LOR2 conditions are also normally a trigger for the Murdoch media and conservative commentators to go into melt-down over the perilous state of the grid.
And in doing so they rarely fail to mention the insidious dangers of the left-wing greenie plot/scam/hoax/conspiracy to impose wind and solar on an unwilling population, in the name of doing something on climate change that is not happening/not our fault/can’t be stopped/not worth worrying about.
On Wednesday, there was a spectacular cascade of unit trips from coal and gas generators in Queensland and Victoria (top graph – courtesy of Climate and Energy College) that took out 1,400MW of capacity without notice.
And on Friday, there were coal units down all over the place in NSW as AEMO issued another LOR2 warning for the most coal dependent grid in the world, and later relaxed that to a possible LOR1 as Snowy and gas generators fired up.
According to Fairfax Media, the Tomago aluminium smelter said it had been forced to halt each of three potlines this week – one on Tuesday and two on Thursday – because of a lack of reserve across the grid serving eastern states.

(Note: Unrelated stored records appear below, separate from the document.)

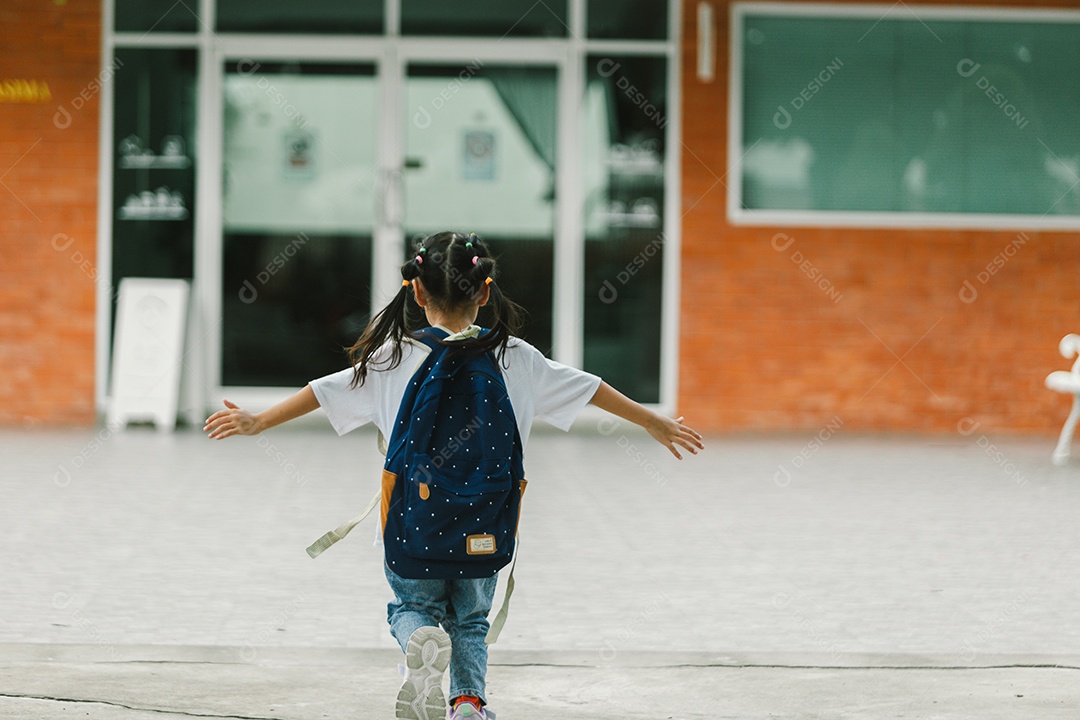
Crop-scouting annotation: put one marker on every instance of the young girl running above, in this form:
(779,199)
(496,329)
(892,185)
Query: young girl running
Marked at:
(450,277)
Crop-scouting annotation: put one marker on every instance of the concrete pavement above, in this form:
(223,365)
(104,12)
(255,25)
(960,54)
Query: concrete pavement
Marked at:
(822,575)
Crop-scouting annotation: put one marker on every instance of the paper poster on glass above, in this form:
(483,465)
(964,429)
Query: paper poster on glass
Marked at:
(299,154)
(480,154)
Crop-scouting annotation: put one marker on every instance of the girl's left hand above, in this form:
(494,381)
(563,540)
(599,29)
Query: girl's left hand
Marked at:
(231,421)
(672,433)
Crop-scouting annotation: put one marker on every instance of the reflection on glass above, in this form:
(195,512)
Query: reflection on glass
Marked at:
(316,16)
(909,123)
(298,212)
(153,181)
(481,158)
(624,105)
(630,19)
(157,16)
(515,18)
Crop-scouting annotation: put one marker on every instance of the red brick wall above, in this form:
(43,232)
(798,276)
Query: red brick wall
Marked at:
(763,348)
(49,201)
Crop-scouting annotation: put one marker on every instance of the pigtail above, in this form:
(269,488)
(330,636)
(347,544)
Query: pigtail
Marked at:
(454,269)
(507,314)
(388,325)
(507,321)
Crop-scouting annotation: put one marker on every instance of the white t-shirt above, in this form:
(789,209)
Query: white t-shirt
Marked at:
(538,388)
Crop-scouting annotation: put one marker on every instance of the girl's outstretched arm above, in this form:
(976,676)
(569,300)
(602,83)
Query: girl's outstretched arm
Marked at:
(670,433)
(237,421)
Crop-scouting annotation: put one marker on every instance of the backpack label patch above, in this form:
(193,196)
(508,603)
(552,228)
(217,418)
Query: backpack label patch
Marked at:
(480,544)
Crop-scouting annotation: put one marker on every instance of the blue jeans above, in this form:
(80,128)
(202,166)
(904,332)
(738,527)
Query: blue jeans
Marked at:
(461,608)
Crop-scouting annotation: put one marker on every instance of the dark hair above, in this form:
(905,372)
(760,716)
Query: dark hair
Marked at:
(453,268)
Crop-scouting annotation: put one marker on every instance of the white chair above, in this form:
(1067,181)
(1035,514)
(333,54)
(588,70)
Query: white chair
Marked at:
(1067,382)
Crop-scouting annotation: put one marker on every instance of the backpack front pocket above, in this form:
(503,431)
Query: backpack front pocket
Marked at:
(471,515)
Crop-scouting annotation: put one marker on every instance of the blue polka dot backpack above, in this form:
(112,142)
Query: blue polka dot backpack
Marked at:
(454,477)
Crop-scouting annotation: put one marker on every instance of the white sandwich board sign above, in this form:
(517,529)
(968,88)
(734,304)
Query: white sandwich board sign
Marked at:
(147,351)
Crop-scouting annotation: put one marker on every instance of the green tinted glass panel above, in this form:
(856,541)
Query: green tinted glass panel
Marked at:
(634,19)
(480,157)
(623,159)
(316,16)
(517,18)
(157,16)
(154,163)
(297,211)
(909,116)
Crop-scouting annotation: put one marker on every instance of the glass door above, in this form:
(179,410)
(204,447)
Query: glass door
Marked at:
(298,214)
(480,157)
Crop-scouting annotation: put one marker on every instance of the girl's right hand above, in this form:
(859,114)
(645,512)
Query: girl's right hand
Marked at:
(231,421)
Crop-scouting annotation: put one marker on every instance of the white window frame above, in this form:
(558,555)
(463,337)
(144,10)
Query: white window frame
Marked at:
(740,216)
(391,53)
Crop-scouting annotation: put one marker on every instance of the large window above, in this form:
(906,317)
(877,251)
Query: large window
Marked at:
(285,155)
(882,114)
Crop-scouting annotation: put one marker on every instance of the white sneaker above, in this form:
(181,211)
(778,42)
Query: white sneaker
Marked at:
(427,657)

Matt Howell, Tomago’s chief executive, told Fairfax Media on Friday lunchtime, the company was concerned it may face another curtailment of operations later in the day. Tomago accounts for about a tenth of the state’s electricity use.
The nearby Bayswater coal generator had three units out, the Liddell coal generator had one unit out and another struggling to reach full capacity, the Mt Piper coal generator had one of its two units out, and the Vales Point coal generator also had one of its two units out.
In all, there was approximately 4700MW of coal units in NSW that were not generating as prices soared to the market cap on Thursday and remained around $300/MWh for much of Friday. That’s out of a total registered capacity of 10,240MW, and demand of under 10GW.
AGL Energy had more than 1000MW missing from Liddell at one stage, and just over 2000MW missing from Bayswater.
That must have seemed like a lost opportunity for the country’s biggest coal generator given that wholesale prices were averaging around $300/MWh in the middle of the day, after spiking to the market cap of $14,200/MWh twice on Thursday evening.